Exploring New Frontiers in Sports Betting
The recent Super Bowl showcased various ways fans could engage with the game, especially for those looking to place bets. Whether through a friendly wager, at a legal casino, or via an app, options abound for enthusiastic bettors.
Since last year, participants have also been able to enter event contracts using a Designated Contract Market (DCM) regulated by the Commodity Futures Trading Commission (CFTC). This innovative approach replicates the legal framework used for trading derivatives on staple commodities like wheat or coffee, now extending to bets on situations like which team will prevail in a match or what song will be performed first during halftime.
Kalshi pioneered this legal structure in January 2025, and it’s quickly gaining traction among various exchanges. Initially, the CFTC sought to curtail markets it regarded as “gaming,” specifically in the realms of sports and politics.
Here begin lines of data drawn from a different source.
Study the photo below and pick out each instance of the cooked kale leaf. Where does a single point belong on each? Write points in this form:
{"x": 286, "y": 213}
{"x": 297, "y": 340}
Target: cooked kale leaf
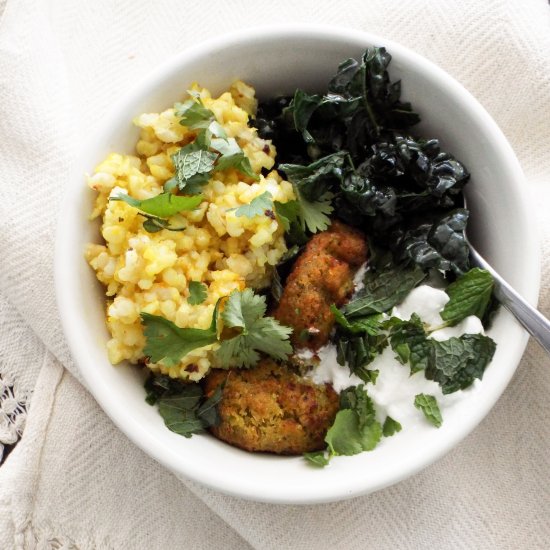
{"x": 456, "y": 362}
{"x": 383, "y": 290}
{"x": 402, "y": 190}
{"x": 183, "y": 407}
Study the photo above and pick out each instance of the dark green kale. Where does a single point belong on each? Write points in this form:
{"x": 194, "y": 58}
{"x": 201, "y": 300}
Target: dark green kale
{"x": 456, "y": 362}
{"x": 183, "y": 407}
{"x": 368, "y": 170}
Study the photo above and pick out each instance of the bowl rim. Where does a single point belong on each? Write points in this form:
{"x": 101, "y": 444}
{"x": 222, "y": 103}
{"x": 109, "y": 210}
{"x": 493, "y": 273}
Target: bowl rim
{"x": 64, "y": 237}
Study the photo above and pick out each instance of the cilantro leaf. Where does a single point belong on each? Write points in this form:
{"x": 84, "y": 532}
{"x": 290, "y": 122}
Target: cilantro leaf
{"x": 197, "y": 293}
{"x": 390, "y": 427}
{"x": 163, "y": 205}
{"x": 257, "y": 206}
{"x": 428, "y": 405}
{"x": 357, "y": 352}
{"x": 168, "y": 343}
{"x": 245, "y": 311}
{"x": 355, "y": 427}
{"x": 194, "y": 114}
{"x": 469, "y": 295}
{"x": 456, "y": 362}
{"x": 317, "y": 458}
{"x": 161, "y": 385}
{"x": 409, "y": 340}
{"x": 383, "y": 290}
{"x": 187, "y": 412}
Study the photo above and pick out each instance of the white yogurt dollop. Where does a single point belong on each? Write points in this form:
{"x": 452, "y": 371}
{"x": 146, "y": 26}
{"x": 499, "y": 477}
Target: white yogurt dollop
{"x": 395, "y": 389}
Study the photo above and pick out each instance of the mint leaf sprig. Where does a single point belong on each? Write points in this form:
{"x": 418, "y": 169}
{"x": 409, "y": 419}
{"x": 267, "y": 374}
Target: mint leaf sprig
{"x": 157, "y": 209}
{"x": 211, "y": 150}
{"x": 454, "y": 363}
{"x": 428, "y": 405}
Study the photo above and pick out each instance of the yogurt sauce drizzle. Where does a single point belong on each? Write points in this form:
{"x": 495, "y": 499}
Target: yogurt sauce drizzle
{"x": 394, "y": 391}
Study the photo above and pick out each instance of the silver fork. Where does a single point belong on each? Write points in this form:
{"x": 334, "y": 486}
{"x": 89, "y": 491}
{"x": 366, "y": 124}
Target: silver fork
{"x": 534, "y": 322}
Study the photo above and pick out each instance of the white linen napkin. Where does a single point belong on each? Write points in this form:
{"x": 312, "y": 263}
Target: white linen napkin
{"x": 74, "y": 481}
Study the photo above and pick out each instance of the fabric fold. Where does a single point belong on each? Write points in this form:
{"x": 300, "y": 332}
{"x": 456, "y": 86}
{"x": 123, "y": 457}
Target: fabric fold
{"x": 74, "y": 480}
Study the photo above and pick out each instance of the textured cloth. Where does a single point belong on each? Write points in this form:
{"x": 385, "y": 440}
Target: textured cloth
{"x": 75, "y": 481}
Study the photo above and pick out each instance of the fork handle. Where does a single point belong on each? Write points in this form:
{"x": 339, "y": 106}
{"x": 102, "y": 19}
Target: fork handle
{"x": 534, "y": 322}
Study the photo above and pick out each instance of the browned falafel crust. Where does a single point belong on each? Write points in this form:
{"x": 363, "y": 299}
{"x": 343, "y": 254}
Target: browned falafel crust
{"x": 321, "y": 276}
{"x": 270, "y": 409}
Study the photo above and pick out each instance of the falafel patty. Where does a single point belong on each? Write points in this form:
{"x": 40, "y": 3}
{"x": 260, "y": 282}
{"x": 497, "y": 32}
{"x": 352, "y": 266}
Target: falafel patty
{"x": 321, "y": 276}
{"x": 269, "y": 408}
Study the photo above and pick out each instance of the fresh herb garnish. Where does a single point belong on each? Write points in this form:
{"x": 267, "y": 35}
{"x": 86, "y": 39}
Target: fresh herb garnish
{"x": 163, "y": 205}
{"x": 245, "y": 313}
{"x": 247, "y": 333}
{"x": 355, "y": 428}
{"x": 187, "y": 412}
{"x": 401, "y": 190}
{"x": 390, "y": 427}
{"x": 197, "y": 293}
{"x": 168, "y": 343}
{"x": 194, "y": 165}
{"x": 469, "y": 295}
{"x": 194, "y": 114}
{"x": 232, "y": 156}
{"x": 317, "y": 458}
{"x": 428, "y": 405}
{"x": 257, "y": 206}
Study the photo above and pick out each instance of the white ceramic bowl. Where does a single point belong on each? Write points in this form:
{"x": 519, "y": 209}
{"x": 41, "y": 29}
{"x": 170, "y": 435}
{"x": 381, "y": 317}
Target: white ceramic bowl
{"x": 276, "y": 61}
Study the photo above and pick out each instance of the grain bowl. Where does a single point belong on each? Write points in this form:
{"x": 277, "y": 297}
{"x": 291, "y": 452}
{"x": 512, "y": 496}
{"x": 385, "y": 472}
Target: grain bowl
{"x": 275, "y": 61}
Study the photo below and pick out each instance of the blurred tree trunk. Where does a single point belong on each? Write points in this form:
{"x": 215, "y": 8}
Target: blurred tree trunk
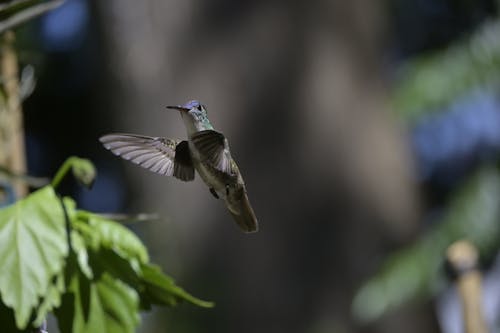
{"x": 297, "y": 88}
{"x": 12, "y": 152}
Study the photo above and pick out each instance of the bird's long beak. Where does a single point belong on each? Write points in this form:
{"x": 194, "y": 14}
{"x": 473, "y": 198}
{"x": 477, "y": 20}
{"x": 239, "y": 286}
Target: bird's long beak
{"x": 178, "y": 108}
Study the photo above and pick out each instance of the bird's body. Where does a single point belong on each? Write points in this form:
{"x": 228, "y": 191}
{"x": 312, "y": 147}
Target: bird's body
{"x": 205, "y": 150}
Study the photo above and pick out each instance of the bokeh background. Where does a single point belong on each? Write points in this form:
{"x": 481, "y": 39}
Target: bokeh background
{"x": 368, "y": 133}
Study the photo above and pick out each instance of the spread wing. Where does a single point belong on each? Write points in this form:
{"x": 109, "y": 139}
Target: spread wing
{"x": 214, "y": 147}
{"x": 161, "y": 155}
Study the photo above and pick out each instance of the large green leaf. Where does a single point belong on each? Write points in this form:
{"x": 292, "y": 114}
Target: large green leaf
{"x": 33, "y": 244}
{"x": 51, "y": 300}
{"x": 112, "y": 235}
{"x": 104, "y": 305}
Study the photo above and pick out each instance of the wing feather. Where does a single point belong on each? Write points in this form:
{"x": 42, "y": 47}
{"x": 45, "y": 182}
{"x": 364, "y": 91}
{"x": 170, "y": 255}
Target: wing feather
{"x": 161, "y": 155}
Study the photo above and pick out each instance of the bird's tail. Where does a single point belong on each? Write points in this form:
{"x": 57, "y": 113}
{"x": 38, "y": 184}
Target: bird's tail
{"x": 244, "y": 216}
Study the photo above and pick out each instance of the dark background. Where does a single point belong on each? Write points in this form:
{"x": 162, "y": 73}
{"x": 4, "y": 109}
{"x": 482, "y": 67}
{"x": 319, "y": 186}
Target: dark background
{"x": 302, "y": 90}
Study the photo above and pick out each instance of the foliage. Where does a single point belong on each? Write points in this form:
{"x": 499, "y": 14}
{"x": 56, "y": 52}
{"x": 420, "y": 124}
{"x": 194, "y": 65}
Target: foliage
{"x": 427, "y": 84}
{"x": 15, "y": 12}
{"x": 431, "y": 81}
{"x": 92, "y": 272}
{"x": 417, "y": 271}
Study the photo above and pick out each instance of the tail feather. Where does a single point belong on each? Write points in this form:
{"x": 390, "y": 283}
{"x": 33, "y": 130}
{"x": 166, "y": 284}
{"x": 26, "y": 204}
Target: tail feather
{"x": 244, "y": 216}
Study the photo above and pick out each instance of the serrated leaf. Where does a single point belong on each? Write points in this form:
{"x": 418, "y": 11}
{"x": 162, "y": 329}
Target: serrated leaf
{"x": 51, "y": 300}
{"x": 84, "y": 171}
{"x": 113, "y": 235}
{"x": 82, "y": 257}
{"x": 7, "y": 321}
{"x": 161, "y": 289}
{"x": 105, "y": 305}
{"x": 33, "y": 245}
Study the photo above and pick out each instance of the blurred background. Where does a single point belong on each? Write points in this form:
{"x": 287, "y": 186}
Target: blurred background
{"x": 368, "y": 133}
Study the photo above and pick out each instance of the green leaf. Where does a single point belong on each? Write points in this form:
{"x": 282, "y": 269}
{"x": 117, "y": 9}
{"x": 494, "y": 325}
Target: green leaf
{"x": 33, "y": 245}
{"x": 105, "y": 305}
{"x": 16, "y": 12}
{"x": 429, "y": 82}
{"x": 51, "y": 300}
{"x": 7, "y": 321}
{"x": 161, "y": 289}
{"x": 416, "y": 272}
{"x": 82, "y": 256}
{"x": 83, "y": 170}
{"x": 112, "y": 235}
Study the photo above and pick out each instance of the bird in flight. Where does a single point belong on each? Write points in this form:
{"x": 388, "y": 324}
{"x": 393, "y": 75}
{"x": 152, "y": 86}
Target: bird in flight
{"x": 205, "y": 150}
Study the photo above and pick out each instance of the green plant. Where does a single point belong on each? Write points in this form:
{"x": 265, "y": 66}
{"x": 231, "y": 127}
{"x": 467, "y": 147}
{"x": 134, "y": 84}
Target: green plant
{"x": 93, "y": 273}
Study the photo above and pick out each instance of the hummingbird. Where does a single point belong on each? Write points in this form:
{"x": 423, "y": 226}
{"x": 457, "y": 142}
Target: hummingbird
{"x": 205, "y": 150}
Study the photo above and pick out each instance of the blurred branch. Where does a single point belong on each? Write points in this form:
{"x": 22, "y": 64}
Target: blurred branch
{"x": 12, "y": 154}
{"x": 463, "y": 259}
{"x": 30, "y": 180}
{"x": 431, "y": 81}
{"x": 20, "y": 11}
{"x": 416, "y": 272}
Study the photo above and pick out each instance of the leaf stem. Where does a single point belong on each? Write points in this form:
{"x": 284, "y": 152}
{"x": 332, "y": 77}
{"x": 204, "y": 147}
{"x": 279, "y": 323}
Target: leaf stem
{"x": 63, "y": 170}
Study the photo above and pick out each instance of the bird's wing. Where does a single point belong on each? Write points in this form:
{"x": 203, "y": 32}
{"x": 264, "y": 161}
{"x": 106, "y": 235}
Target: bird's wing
{"x": 214, "y": 147}
{"x": 161, "y": 155}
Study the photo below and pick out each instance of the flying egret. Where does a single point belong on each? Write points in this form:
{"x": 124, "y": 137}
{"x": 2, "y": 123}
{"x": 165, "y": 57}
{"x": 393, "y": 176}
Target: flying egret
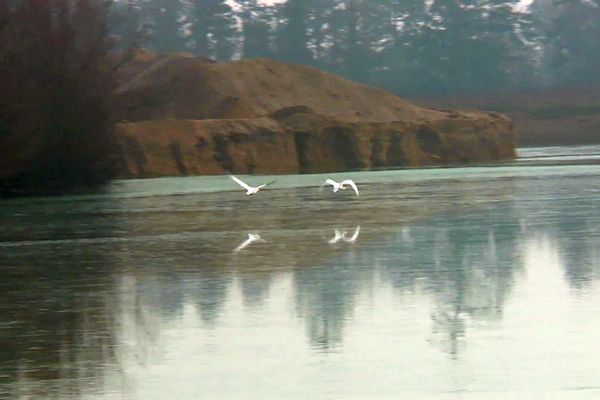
{"x": 342, "y": 185}
{"x": 249, "y": 189}
{"x": 354, "y": 236}
{"x": 338, "y": 236}
{"x": 252, "y": 237}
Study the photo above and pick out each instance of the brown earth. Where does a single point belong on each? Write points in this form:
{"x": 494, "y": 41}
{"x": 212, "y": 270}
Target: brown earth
{"x": 182, "y": 115}
{"x": 563, "y": 116}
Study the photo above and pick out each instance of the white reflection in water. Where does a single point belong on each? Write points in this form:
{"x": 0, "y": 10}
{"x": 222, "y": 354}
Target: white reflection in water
{"x": 492, "y": 292}
{"x": 538, "y": 345}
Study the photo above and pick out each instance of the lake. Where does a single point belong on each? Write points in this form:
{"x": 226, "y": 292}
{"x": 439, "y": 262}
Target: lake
{"x": 478, "y": 282}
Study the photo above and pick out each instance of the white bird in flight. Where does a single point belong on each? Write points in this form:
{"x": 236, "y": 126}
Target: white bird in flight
{"x": 342, "y": 185}
{"x": 354, "y": 236}
{"x": 252, "y": 237}
{"x": 338, "y": 236}
{"x": 249, "y": 189}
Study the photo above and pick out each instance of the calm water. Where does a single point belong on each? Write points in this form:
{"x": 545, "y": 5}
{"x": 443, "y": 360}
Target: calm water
{"x": 452, "y": 283}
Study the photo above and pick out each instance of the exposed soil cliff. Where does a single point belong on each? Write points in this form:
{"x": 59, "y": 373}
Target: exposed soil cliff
{"x": 566, "y": 116}
{"x": 183, "y": 115}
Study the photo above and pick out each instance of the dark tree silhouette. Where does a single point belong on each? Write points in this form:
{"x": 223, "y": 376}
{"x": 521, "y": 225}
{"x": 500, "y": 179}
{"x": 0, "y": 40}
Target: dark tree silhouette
{"x": 55, "y": 86}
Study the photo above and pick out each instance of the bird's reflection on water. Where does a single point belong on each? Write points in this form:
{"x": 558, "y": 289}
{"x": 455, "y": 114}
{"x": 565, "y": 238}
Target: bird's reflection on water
{"x": 434, "y": 271}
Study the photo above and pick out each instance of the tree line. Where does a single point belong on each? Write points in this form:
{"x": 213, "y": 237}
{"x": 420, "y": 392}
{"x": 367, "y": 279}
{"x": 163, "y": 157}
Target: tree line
{"x": 57, "y": 59}
{"x": 56, "y": 80}
{"x": 410, "y": 47}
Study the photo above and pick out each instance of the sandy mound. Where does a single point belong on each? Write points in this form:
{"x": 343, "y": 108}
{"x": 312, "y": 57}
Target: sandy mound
{"x": 184, "y": 87}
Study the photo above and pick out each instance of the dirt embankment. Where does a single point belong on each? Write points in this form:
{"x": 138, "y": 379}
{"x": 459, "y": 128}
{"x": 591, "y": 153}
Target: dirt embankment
{"x": 182, "y": 115}
{"x": 567, "y": 116}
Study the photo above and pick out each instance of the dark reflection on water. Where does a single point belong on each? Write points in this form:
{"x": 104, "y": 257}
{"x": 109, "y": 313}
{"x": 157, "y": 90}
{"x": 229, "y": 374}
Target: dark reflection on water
{"x": 118, "y": 295}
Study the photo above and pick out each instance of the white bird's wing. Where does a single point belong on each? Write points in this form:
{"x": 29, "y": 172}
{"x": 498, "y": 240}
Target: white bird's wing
{"x": 351, "y": 183}
{"x": 265, "y": 184}
{"x": 336, "y": 238}
{"x": 244, "y": 244}
{"x": 354, "y": 235}
{"x": 241, "y": 182}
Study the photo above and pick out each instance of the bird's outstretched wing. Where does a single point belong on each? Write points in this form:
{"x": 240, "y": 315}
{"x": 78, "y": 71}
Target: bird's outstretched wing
{"x": 354, "y": 235}
{"x": 268, "y": 183}
{"x": 244, "y": 244}
{"x": 241, "y": 183}
{"x": 351, "y": 183}
{"x": 336, "y": 238}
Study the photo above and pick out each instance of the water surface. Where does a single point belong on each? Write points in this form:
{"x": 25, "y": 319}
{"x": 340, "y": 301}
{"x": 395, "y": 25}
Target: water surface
{"x": 458, "y": 283}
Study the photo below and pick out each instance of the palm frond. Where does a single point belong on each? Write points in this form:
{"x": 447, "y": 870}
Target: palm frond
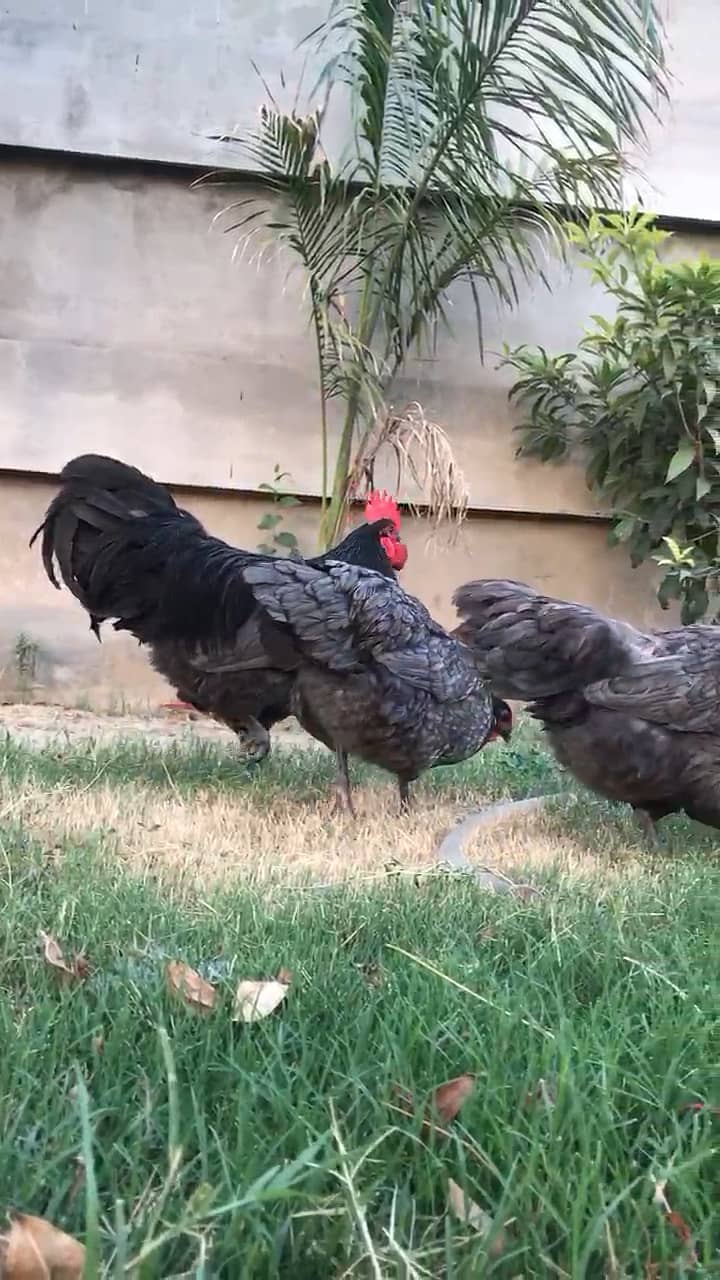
{"x": 423, "y": 460}
{"x": 477, "y": 124}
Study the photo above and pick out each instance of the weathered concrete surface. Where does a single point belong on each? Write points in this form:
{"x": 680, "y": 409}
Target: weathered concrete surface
{"x": 71, "y": 667}
{"x": 126, "y": 329}
{"x": 153, "y": 78}
{"x": 146, "y": 78}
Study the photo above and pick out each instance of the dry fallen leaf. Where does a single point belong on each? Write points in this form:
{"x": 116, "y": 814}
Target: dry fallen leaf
{"x": 35, "y": 1249}
{"x": 256, "y": 1000}
{"x": 468, "y": 1211}
{"x": 372, "y": 973}
{"x": 187, "y": 983}
{"x": 543, "y": 1092}
{"x": 449, "y": 1097}
{"x": 677, "y": 1223}
{"x": 443, "y": 1104}
{"x": 55, "y": 960}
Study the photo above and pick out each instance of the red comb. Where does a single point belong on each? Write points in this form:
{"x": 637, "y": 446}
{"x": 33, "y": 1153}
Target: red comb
{"x": 381, "y": 506}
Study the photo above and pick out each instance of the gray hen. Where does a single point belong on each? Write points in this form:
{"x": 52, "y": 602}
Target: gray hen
{"x": 377, "y": 676}
{"x": 633, "y": 714}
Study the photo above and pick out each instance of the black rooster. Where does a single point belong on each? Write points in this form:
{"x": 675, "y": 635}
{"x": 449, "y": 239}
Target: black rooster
{"x": 128, "y": 553}
{"x": 632, "y": 714}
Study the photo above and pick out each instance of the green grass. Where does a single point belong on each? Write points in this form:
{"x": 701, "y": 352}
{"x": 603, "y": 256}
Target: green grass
{"x": 218, "y": 1148}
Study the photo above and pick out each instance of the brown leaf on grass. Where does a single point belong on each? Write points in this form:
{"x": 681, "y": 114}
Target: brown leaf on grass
{"x": 78, "y": 1179}
{"x": 525, "y": 892}
{"x": 677, "y": 1223}
{"x": 35, "y": 1249}
{"x": 258, "y": 1000}
{"x": 187, "y": 983}
{"x": 543, "y": 1092}
{"x": 700, "y": 1106}
{"x": 449, "y": 1097}
{"x": 53, "y": 955}
{"x": 442, "y": 1106}
{"x": 468, "y": 1211}
{"x": 372, "y": 973}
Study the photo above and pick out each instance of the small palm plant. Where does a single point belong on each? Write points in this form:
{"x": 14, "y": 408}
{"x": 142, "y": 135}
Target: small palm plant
{"x": 478, "y": 123}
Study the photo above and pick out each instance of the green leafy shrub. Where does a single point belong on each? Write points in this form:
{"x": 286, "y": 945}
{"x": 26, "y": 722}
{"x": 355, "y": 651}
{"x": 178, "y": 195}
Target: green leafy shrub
{"x": 639, "y": 401}
{"x": 278, "y": 542}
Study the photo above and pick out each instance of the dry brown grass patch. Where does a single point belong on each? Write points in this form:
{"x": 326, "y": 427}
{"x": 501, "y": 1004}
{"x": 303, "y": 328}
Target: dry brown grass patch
{"x": 212, "y": 837}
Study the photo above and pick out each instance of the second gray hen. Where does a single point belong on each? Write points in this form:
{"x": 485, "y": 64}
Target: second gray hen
{"x": 377, "y": 677}
{"x": 633, "y": 714}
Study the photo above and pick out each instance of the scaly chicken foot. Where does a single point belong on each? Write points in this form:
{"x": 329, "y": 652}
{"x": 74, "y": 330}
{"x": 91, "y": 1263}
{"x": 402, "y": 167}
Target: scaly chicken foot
{"x": 254, "y": 739}
{"x": 650, "y": 828}
{"x": 342, "y": 787}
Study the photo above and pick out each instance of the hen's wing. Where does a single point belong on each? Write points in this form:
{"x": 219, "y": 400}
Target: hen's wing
{"x": 679, "y": 691}
{"x": 532, "y": 647}
{"x": 347, "y": 618}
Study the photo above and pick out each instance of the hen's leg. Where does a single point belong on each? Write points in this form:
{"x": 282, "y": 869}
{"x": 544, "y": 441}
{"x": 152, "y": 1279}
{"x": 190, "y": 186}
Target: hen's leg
{"x": 254, "y": 739}
{"x": 342, "y": 790}
{"x": 650, "y": 828}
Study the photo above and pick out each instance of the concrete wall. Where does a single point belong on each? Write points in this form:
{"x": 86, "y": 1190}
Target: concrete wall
{"x": 153, "y": 78}
{"x": 126, "y": 328}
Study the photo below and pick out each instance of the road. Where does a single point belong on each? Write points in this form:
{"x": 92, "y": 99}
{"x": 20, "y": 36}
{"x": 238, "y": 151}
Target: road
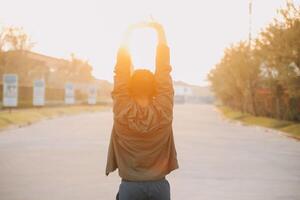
{"x": 64, "y": 159}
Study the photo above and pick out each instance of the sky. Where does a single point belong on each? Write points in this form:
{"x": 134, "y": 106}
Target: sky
{"x": 197, "y": 31}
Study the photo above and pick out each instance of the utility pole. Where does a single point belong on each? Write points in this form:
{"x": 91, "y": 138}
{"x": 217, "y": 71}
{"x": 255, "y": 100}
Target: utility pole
{"x": 250, "y": 23}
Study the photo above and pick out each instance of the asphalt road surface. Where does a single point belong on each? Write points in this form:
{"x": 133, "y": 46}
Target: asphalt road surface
{"x": 64, "y": 159}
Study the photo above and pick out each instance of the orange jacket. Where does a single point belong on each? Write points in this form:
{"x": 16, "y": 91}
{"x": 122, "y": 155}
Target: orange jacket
{"x": 142, "y": 144}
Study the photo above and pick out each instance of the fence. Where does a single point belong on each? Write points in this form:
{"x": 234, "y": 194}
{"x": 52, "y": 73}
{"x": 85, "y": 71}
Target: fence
{"x": 53, "y": 97}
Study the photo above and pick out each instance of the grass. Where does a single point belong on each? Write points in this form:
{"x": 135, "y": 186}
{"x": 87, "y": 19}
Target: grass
{"x": 21, "y": 117}
{"x": 291, "y": 128}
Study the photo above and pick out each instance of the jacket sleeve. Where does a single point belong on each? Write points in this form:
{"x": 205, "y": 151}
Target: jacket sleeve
{"x": 164, "y": 82}
{"x": 120, "y": 93}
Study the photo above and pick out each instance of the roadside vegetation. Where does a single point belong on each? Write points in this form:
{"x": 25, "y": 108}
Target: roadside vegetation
{"x": 261, "y": 78}
{"x": 291, "y": 128}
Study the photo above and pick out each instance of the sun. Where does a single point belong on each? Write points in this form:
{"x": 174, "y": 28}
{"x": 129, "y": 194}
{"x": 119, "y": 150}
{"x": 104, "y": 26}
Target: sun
{"x": 143, "y": 48}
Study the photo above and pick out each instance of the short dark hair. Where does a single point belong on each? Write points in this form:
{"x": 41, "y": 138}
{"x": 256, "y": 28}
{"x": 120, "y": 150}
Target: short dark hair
{"x": 142, "y": 83}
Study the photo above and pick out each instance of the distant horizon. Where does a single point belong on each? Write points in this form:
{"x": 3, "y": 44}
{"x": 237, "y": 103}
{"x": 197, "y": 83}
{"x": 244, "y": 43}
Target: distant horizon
{"x": 197, "y": 36}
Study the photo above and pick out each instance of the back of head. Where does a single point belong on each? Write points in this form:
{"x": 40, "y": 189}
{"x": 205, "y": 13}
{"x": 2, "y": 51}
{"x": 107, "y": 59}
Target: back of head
{"x": 142, "y": 83}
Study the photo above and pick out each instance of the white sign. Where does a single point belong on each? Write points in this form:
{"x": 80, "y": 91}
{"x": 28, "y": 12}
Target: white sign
{"x": 92, "y": 96}
{"x": 10, "y": 90}
{"x": 183, "y": 90}
{"x": 69, "y": 94}
{"x": 39, "y": 93}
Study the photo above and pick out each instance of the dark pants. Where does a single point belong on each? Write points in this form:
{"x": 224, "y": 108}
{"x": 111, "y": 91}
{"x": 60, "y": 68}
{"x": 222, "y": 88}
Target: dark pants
{"x": 144, "y": 190}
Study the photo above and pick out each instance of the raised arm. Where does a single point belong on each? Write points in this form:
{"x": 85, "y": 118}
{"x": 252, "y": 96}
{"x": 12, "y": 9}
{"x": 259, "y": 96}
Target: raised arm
{"x": 164, "y": 82}
{"x": 123, "y": 68}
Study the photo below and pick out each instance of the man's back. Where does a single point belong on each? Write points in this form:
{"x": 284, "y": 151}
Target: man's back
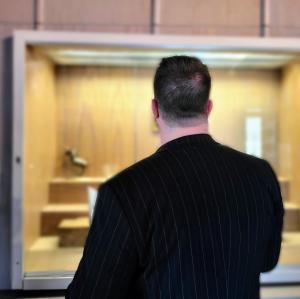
{"x": 194, "y": 220}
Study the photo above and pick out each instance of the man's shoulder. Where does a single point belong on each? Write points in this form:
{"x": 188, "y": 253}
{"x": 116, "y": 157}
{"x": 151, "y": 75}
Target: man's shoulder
{"x": 247, "y": 161}
{"x": 140, "y": 170}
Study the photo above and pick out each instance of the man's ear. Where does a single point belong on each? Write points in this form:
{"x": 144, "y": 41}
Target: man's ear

However, they recently retracted this proposal, possibly influenced by robust feedback from economists and evolving CFTC leadership, as well as strategic lobbying from exchanges, including hiring top-tier legal experts and former officials.
For these exchanges, diving into Commodity Sports markets is an evident opportunity to tap into a lucrative sector previously dominated by a select few entities holding gaming licenses in jurisdictions with legal sports betting. Bettors enjoy several advantages when trading in these exchanges compared to traditional casinos, including lower fees, the ability to sell contracts before events conclude, and fewer restrictions on successful traders. Notably, these exchanges can operate in eleven states where sports betting remains illegal in traditional venues.
While there are clear winners in the commodity sports landscape, there are also significant losers: bettors who face the risk of falling into debt; casinos that now confront fresh competition; state governments that believed they had effectively prohibited sports betting; and those that imposed hefty taxes on legalized betting are now seeing potential revenue streams vanish. These stakeholders have brought legal challenges against exchanges, experiencing mixed results thus far.
I find myself torn about Commodity Sports. On one hand, the libertarian within me appreciates the shrinking interference of government in voluntary exchanges among consenting adults. As a bettor, I welcome alternatives to monopolistic casinos with exorbitant fees.
However, as an economist, I harbor concerns.
I fully endorse the role of CFTC-regulated exchanges like Kalshi and Polymarket in popularizing prediction markets. The real essence of these markets lies in their ability to synthesize diverse information from around the globe into a unified, accurate forecast of future events. Unfortunately, those who actively participate in these markets do not necessarily emerge victorious, as betting operates as a zero-sum game—a gain for one trader equals a loss for another. The real beneficiaries are those outside the markets, gaining access to improved forecasts without the risk of losing money. In a positive feedback loop, skilled forecasters accumulate larger bankrolls, which further refine market accuracy, while less skilled participants learn to step back. (As former EconLog author Bryan Caplan noted, “a bet is a tax on false ideas.”)
This vision is what motivated economists like Robin Hanson to advocate for prediction markets long before the current boom in CFTC-sanctioned exchanges emerged. Scott Sumner pushed for markets focused on future nominal GDP to refine Federal Reserve policy. These discussions directly inspired founders of exchanges, such as Polymarket’s Shayne Coplan.
“I remember reading Robin Hanson’s literature on prediction markets and thinking – man, this is too good of an idea to just exist in whitepapers. There were a million reasons why it shouldn’t work, countless arguments of why not to do it, and the odds were against us, but we had to try.” – Polymarket founder Shayne Coplan
Thus, while I recognize the considerable benefits of prediction markets in providing accurate forecasts on critical matters—empowering policymakers, businesses, and individuals to strategize effectively for the future (such as which world leaders may depart from office or which nations may experience recessions)—I see diminished value in predicting something as trivial as Jaxon Smith-Njigba’s reception statistics.
Echoing Robin Hanson’s concerns, I am troubled by the potential fallout from legal disputes surrounding Commodity Sports and the cultural backlash against sports betting, which could threaten the more insightful prediction markets. I hope my fears are misplaced and that revenue generated from sports betting supports a broader array of beneficial markets going forward. Certainly, their founders seem to be reaping the rewards of their bold initiatives (with the notable exception of the FBI raid).
For now, the arena remains open for trading derivatives contracts based on the achievements accomplished by participants prior to expiration—that is, betting on sports through prediction markets.